In Portimão, that success was particularly stark: the party more than doubled its vote share, snatching 31 percent of the vote.

Like elsewhere in Europe, that spectacular shift is partly down to economics and partly the politics of migration, according to Coelho, the economics professor.

Around a quarter of the region’s 400,000 residents are foreigners, he said, with a growing share of those being low-income migrants from South Asian countries like India and Bangladesh who take advantage of relaxed visa rules to get jobs as seasonal workers in the Algarve’s tourism sector.

Locals complain the new arrivals are disturbing life in the seaside resort.

“They don’t respect our rules,” insists Ana Lucia Caetano, 30, a hostel owner in Portimão, who claims shops run by migrants close far later than legal opening hours and says security has become more of a problem.

“We don’t feel very safe with these new people here, especially when it’s dark and we are alone in the street,” she said, sitting inside the sleek brunch restaurant attached to her hostel as pop music blares in the background, and “people are really angry with that.” But the realities for migrants also are tough.

Vijay Kumar, 25, a restaurant worker who arrived in Portimão from the Indian state of Haryana three years ago, says he’s faced racism from locals and found it hard to settle. He currently lives with two others in a two-bedroom flat to afford the €1,200 per month rent on minimum wage.

There’s a “big problem in housing” and finding “work is very difficult,” said Kumar, speaking from Portimão’s vast seaside strip littered with concrete hotel blocks, the faint bays of the summer season’s first British tourists echoing in the distance.

And that’s far from the worst-case scenario. In recent years, police have carried out sweeping raids across farms in the neighboring region of Alentejo suspected of using forced labor and bringing migrant workers via human trafficking.

Yet Portimão also faces a second, very different type of immigration challenge.

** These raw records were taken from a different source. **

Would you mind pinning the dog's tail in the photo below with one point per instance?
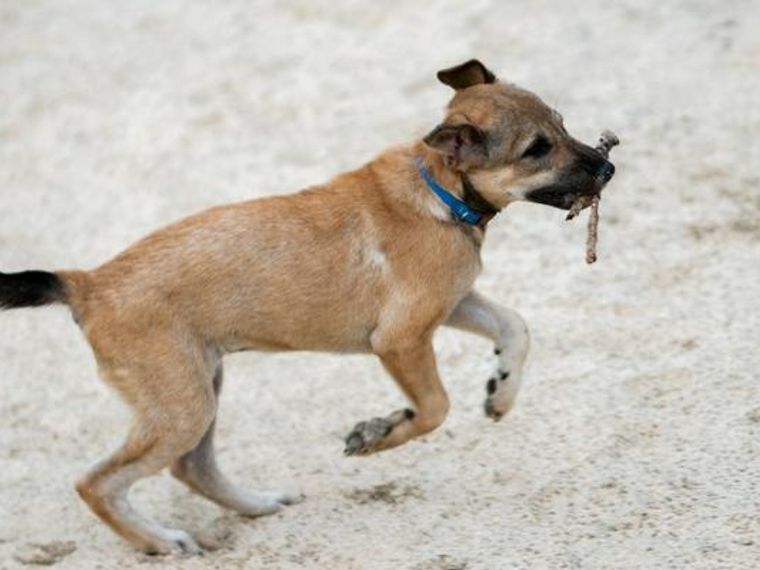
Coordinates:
(31, 289)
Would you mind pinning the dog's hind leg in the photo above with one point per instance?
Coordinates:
(198, 470)
(412, 365)
(173, 409)
(511, 342)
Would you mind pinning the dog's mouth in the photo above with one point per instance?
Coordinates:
(571, 186)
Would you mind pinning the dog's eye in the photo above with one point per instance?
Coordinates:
(539, 148)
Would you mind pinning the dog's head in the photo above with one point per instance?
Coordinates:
(511, 145)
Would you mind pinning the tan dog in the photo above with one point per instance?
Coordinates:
(372, 261)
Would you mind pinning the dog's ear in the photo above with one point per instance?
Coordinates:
(466, 75)
(462, 145)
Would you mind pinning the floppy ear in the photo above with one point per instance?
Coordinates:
(462, 145)
(466, 75)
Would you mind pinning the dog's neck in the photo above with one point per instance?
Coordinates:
(458, 185)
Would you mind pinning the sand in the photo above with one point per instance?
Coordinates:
(635, 442)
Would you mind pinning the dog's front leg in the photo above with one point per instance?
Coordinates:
(511, 342)
(413, 367)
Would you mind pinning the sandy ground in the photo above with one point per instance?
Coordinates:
(635, 442)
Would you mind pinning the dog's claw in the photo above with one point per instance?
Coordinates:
(491, 411)
(367, 437)
(364, 437)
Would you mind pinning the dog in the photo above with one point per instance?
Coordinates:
(373, 261)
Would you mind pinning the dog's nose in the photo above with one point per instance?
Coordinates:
(607, 171)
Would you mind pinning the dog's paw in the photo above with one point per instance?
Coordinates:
(173, 541)
(367, 437)
(500, 395)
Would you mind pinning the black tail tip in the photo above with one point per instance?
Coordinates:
(30, 289)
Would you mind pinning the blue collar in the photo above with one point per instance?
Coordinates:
(460, 210)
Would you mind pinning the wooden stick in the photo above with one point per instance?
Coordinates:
(607, 140)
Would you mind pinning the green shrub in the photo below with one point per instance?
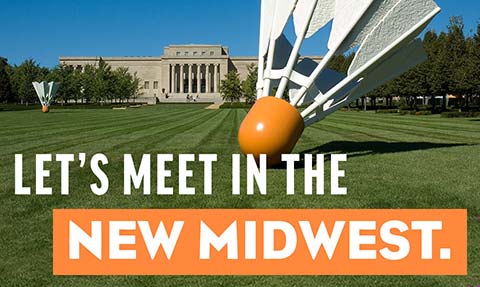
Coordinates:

Lured by Portugal’s good weather and recently scrapped rules that allowed foreign retirees to pay little to no taxes, the Algarve hosts tens of thousands of wealthy expats mainly from the U.K., Germany, the Netherlands and Scandinavian countries.

And while locals like the fact they boost investment in the area, that’s putting pressure on prices. As a result, house prices have risen fivefold in some places over the past decade, according to Coelho.

“It’s fair to say that there is a tension there,” said Michael Reeve, 55, a former British police worker who moved to Portugal 22 years ago and now runs its largest foreign residents’ association, Afpop.

“There is no coincidence there that whilst these people have been coming in … Portuguese wages have stayed the same,” he said from his snug basement office in central Portimão. “In my opinion, that’s one of the reasons that Chega got so much of a turnout.”